Cluster analysis of similarity test

Discussion of chess software programming and technical issues.

Moderators: hgm, Harvey Williamson, bob

Forum rules
This textbox is used to restore diagrams posted with the [d] tag before the upgrade.
Post Reply
User avatar
michiguel
Posts: 6300
Joined: Thu Mar 09, 2006 7:30 pm
Location: Chicago, Illinois, USA
Contact:

Cluster analysis of similarity test

Post by michiguel » Fri Dec 31, 2010 7:43 am

This is the data Don sent me. It looks a bit noisier to me than what we had months ago (visual inspection, I am not sure) but the signals are picked up. I wonder whether running the test for more than 100 ms will make it even better. I ran a bootstrap-like analysis (more similar to a "jackknife") resampling it 1000 times, taking half of the sample (500) randomly and the most of the branches are consistent. I can give the numbers later.

Two things are needed to be considered:
1) how the branches groups to each other and how consistent they are (the are if the branches exists and the groups remain together no matter how I resample the data)
2) how long the branches are, i.e. distance.

This is just a test, a more thorough analysis could and should be done.

Since the output of Don's tool changed, I needed to rewrite the scripts.

https://sites.google.com/site/gaviotach ... &width=800

Miguel

User avatar
Laskos
Posts: 8291
Joined: Wed Jul 26, 2006 8:21 pm

Re: Cluster analysis of similarity test

Post by Laskos » Fri Dec 31, 2010 5:16 pm

michiguel wrote:This is the data Don sent me. It looks a bit noisier to me than what we had months ago (visual inspection, I am not sure) but the signals are picked up. I wonder whether running the test for more than 100 ms will make it even better. I ran a bootstrap-like analysis (more similar to a "jackknife") resampling it 1000 times, taking half of the sample (500) randomly and the most of the branches are consistent. I can give the numbers later.

Two things are needed to be considered:
1) how the branches groups to each other and how consistent they are (the are if the branches exists and the groups remain together no matter how I resample the data)
2) how long the branches are, i.e. distance.

This is just a test, a more thorough analysis could and should be done.

Since the output of Don's tool changed, I needed to rewrite the scripts.
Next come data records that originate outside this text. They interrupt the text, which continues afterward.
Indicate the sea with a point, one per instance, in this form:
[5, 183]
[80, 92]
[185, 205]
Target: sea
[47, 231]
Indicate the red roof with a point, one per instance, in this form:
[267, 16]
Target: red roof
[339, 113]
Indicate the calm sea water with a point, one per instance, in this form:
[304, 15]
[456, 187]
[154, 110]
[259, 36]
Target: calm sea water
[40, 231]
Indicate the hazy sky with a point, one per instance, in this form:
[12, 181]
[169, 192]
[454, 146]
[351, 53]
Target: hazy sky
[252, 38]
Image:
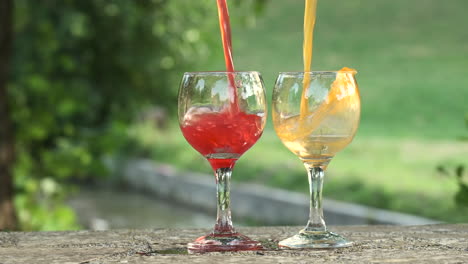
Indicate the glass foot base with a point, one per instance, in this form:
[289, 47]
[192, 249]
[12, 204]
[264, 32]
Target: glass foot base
[321, 239]
[223, 242]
https://sites.google.com/site/gaviotach ... &width=800

Miguel
Sorry, I didn't follow your earlier results, I have to get used to the chart.
Do the distances on a branch mean something? Do the angles mean something?

Thanks,
Kai

User avatar
michiguel
Posts: 6300
Joined: Thu Mar 09, 2006 7:30 pm
Location: Chicago, Illinois, USA
Contact:

Re: Cluster analysis of similarity test

Post by michiguel » Fri Dec 31, 2010 6:41 pm

Laskos wrote:
michiguel wrote:This is the data Don sent me. It looks a bit noisier to me than what we had months ago (visual inspection, I am not sure) but the signals are picked up. I wonder whether running the test for more than 100 ms will make it even better. I ran a bootstrap-like analysis (more similar to a "jackknife") resampling it 1000 times, taking half of the sample (500) randomly and the most of the branches are consistent. I can give the numbers later.

Two things are needed to be considered:
1) how the branches groups to each other and how consistent they are (the are if the branches exists and the groups remain together no matter how I resample the data)
2) how long the branches are, i.e. distance.
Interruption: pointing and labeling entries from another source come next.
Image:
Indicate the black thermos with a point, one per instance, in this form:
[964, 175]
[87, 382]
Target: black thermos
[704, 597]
This is just a test, a more thorough analysis could and should be done.

Since the output of Don's tool changed, I needed to rewrite the scripts.
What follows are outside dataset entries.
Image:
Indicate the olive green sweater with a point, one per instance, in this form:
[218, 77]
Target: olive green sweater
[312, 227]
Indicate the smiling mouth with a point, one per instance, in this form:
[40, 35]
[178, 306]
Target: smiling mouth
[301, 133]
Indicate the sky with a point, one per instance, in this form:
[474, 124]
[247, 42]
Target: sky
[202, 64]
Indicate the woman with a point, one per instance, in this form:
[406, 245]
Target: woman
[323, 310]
https://sites.google.com/site/gaviotach ... &width=800

Miguel
Sorry, I didn't follow your earlier results, I have to get used to the chart.
Do the distances on a branch mean something? Do the angles mean something?

Thanks,
Kai
The length of each branch represents the "disimilarity" between points.
The angles mean absolutely nothing. In fact, it is licit to put the plot in a draw program and move the branches around, as long as you do not change the length and the nodes. For instance

Code: Select all

A
 \
  \        C
   \      /
    o----o
   /      \  
  /        \
 /          D
B


A
 \          D
  \        /
   \      /
    o----o
   /      \  
  /        C
 /          
B

A
 \          
  \        
   \      
    o----o--D
   /      \  
  /        C
 /          
B
All three drawings are identical, or we can say are three different "artistic" representations of the same tree. Assuming that each '/' or '-' represent the same distance on paper, this tree is formed with the matrix

Code: Select all

C  0  3  8  8
D     0  9  9
A        0  6
B           0
The lower the numbers, the more similar are the individuals.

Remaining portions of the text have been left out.